No tears with this statement – in fact, I wouldn’t want it any other way. But for me to maintain a healthy relationship with our grown sons, I can no longer behave the same way I did when then were younger. But change can be difficult. As humans we often fall into comfortable patterns, acting certain ways because we’ve always done so. Yet as our children mature and become self-sufficient, our roles need to shift. It doesn’t mean that I can’t be “mom” – the one who occasionally dotes on them, brings them their favorite foods, or buys them stuff for their apartment that I think should have (like a vacuum and a new toaster oven) - that is totally fine. But what I needed to change was how I viewed them as well as how I behaved in this newly emerging respectful, loving adult relationship.

I’ve had to let go of some controlling tendencies, you know the ones when you try to fix everything, solve their problems, and make their worlds perfect. If I’m still doing that at this stage of their lives, well, that’s just unhealthy. It’s not fair to them, and quite honestly, it’s unfair to me as well. And it would no doubt impact our relationship causing unrealistic expectations and perhaps resentment on both sides.

By changing myself, I can now enjoy being with our kids instead of trying to micromanage everything that they do. It doesn’t mean that I love or even like every choice they make.
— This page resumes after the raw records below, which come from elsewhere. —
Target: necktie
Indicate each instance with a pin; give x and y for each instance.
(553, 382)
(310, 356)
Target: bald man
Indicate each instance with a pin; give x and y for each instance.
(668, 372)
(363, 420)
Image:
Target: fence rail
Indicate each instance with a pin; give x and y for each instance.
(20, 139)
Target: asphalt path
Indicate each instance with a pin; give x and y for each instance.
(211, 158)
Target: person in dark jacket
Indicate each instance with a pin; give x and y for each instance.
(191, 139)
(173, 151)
Nor does it prevent me from offering an opinion now and then. But what’s different is that I no longer expect them to do as I suggest. And sometimes that can be a hard pill to swallow.

I remember the first time that I realized that our oldest son was an independent human being - separate from me - with his own thoughts, wants, expectations, and dreams. Knowing that this is his life and that I’m already in the midst of mine helped me comprehend that it is not my job to have him do or be all of the things that I wish I had done or been. No, that’s not my right, not even as his parent.

As I am growing and learning more about the importance of traveling our own path and discovering our reason for being here, I know that my interfering with our sons’ journeys would only make it more difficult for them to find their way. Maybe “my way” is working for me, but it certainly isn’t the answer for them. Each of us is gifted with the ability to explore and eventually figure out why we are here on this Earth. Why would I attempt to take that away from them?

And as I’ve become more aware and present, I’ve noticed how smart our kids are. I’m not talking about academics… instead I’m referring to real life intelligence. They both possess incredibly strong skill sets that I never saw before (probably because I was only looking at them as they used to be not as who they have become). Plus, they’ve developed unique interests and hobbies, constantly testing themselves and their abilities. But most importantly, our sons are kind, honest men. While I may still see a glint of those little boys who would exhaust me mentally, emotionally and physically, both have matured into adults who we honestly enjoy being around. What more could a mother want? (Disclaimer… they are certainly not perfect - none of us are - but it’s amazing watching them transform over the years.)

So that’s why I’m so open to our changing relationship. In fact, it’s exactly what’s supposed to happen. Our sons are independent beings embarking on their own journeys – separate from ours, but still connected at the roots. While we live six hours apart and cannot see each other as much as we like, we are always there for each other – to support, nourish, celebrate, and counsel. It goes both ways. In fact, I now have two more trusted adults that I can go to for advice. Oh how life goes full circle…

So if you find yourself in a situation that you aren’t able to change - like watching your kids become independent beings- what can you alter about yourself to make things more manageable? You may discover that making a conscious change or two will give you something even better than you had beforehand. Remember, nothing ever stays the same. The only constant in our life is change. And the more gracefully we can accept this fact, the better able we are to deal with life’s passages.